Prof. Harry Barkema, Prof. Jacqueline-Coyle Shapiro, Dr Eva Le Grand
Abstract
This mixed-method research combines in-depth interviews and longitudinal surveys regarding teachers and learners from an NGO educating 25,000 children in informal settlements across Ahmedabad, Bihar, and Uttar Pradesh. Using nine data waves, we found that teachers, often from the local community, meaningfully shape their work, enhancing social impact for learners. We identify key challenges and enablers that allow teachers to craft their work meaningfully and effectively for social impact. Additionally, we extend the Sen/Nussbaum theoretical lens to develop a framework that can be used to identify and measure what specific target groups have reason to value to be and to do in context (i.e., their socio-cultural, economic, industry-context), and apply it to measuring the teachers’ social impact on learners in these informal settlements.

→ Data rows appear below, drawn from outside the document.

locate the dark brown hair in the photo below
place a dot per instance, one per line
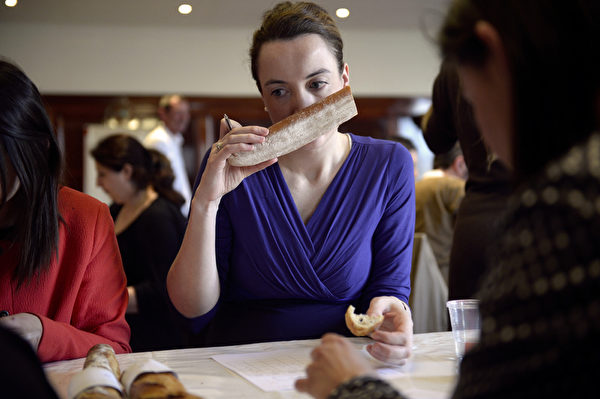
(289, 20)
(552, 51)
(148, 167)
(27, 141)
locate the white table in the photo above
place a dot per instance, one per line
(430, 372)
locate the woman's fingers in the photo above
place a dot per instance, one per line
(240, 140)
(394, 354)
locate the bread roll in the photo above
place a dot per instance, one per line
(103, 355)
(158, 386)
(300, 128)
(150, 379)
(99, 378)
(361, 324)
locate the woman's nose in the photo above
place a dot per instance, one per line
(301, 99)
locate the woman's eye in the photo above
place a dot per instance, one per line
(277, 92)
(317, 84)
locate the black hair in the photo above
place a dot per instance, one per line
(289, 20)
(552, 51)
(28, 143)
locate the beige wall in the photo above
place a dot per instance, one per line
(141, 60)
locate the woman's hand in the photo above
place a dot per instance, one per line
(394, 336)
(27, 325)
(219, 177)
(333, 362)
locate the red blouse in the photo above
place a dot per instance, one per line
(82, 298)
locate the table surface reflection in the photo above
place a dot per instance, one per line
(430, 373)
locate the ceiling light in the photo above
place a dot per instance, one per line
(342, 12)
(185, 9)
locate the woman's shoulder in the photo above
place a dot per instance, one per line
(380, 147)
(73, 202)
(383, 156)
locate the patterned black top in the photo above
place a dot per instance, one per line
(540, 304)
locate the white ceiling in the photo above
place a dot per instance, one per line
(364, 14)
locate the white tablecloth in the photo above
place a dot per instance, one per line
(430, 372)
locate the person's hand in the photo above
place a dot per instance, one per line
(394, 336)
(219, 177)
(334, 361)
(27, 325)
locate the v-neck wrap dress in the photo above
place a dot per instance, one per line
(282, 279)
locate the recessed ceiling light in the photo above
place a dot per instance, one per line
(185, 9)
(342, 12)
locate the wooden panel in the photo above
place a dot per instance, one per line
(377, 117)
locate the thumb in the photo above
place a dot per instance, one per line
(301, 385)
(377, 307)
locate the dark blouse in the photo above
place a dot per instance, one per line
(540, 304)
(148, 247)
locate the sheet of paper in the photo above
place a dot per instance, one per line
(277, 370)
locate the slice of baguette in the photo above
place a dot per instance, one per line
(361, 324)
(158, 386)
(301, 128)
(99, 378)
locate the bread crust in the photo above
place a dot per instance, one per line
(362, 324)
(301, 128)
(101, 356)
(158, 386)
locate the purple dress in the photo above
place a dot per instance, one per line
(282, 279)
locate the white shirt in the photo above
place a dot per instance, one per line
(170, 144)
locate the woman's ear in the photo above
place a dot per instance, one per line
(127, 170)
(346, 75)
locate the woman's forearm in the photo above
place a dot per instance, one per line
(193, 280)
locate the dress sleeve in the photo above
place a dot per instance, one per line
(393, 238)
(98, 315)
(365, 387)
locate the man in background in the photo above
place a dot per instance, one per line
(438, 195)
(167, 137)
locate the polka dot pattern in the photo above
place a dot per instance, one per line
(540, 301)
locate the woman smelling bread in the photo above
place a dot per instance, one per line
(279, 250)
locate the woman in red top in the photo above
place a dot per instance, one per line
(62, 285)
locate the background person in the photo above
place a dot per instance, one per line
(299, 240)
(437, 198)
(149, 228)
(481, 212)
(61, 277)
(540, 303)
(167, 137)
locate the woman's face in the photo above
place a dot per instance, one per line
(296, 73)
(117, 185)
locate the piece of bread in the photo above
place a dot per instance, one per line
(158, 386)
(301, 128)
(99, 378)
(361, 324)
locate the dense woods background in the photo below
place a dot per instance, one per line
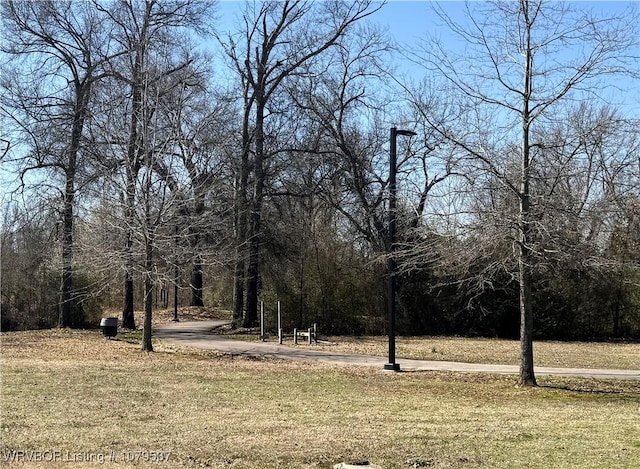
(148, 149)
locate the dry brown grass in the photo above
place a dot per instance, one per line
(75, 392)
(624, 356)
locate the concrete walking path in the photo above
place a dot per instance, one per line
(199, 334)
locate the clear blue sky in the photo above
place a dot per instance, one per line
(409, 22)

How we change the conversation
Our research challenges mainstream beliefs that top-down policies foster human flourishing for employees and learners in poverty contexts. Instead, we unravel how schools can innovate by unleashing the agency, local knowledge, and inclination of (female) teachers to craft their roles meaningfully, ultimately improving learners’ human flourishing. Our new framework enables funders, policymakers, and organisations to identify and measure what target groups have reason to value in a diversity of contexts, which is key for designing social interventions, and for monitoring, evaluating, learning, and innovating these further towards human flourishing.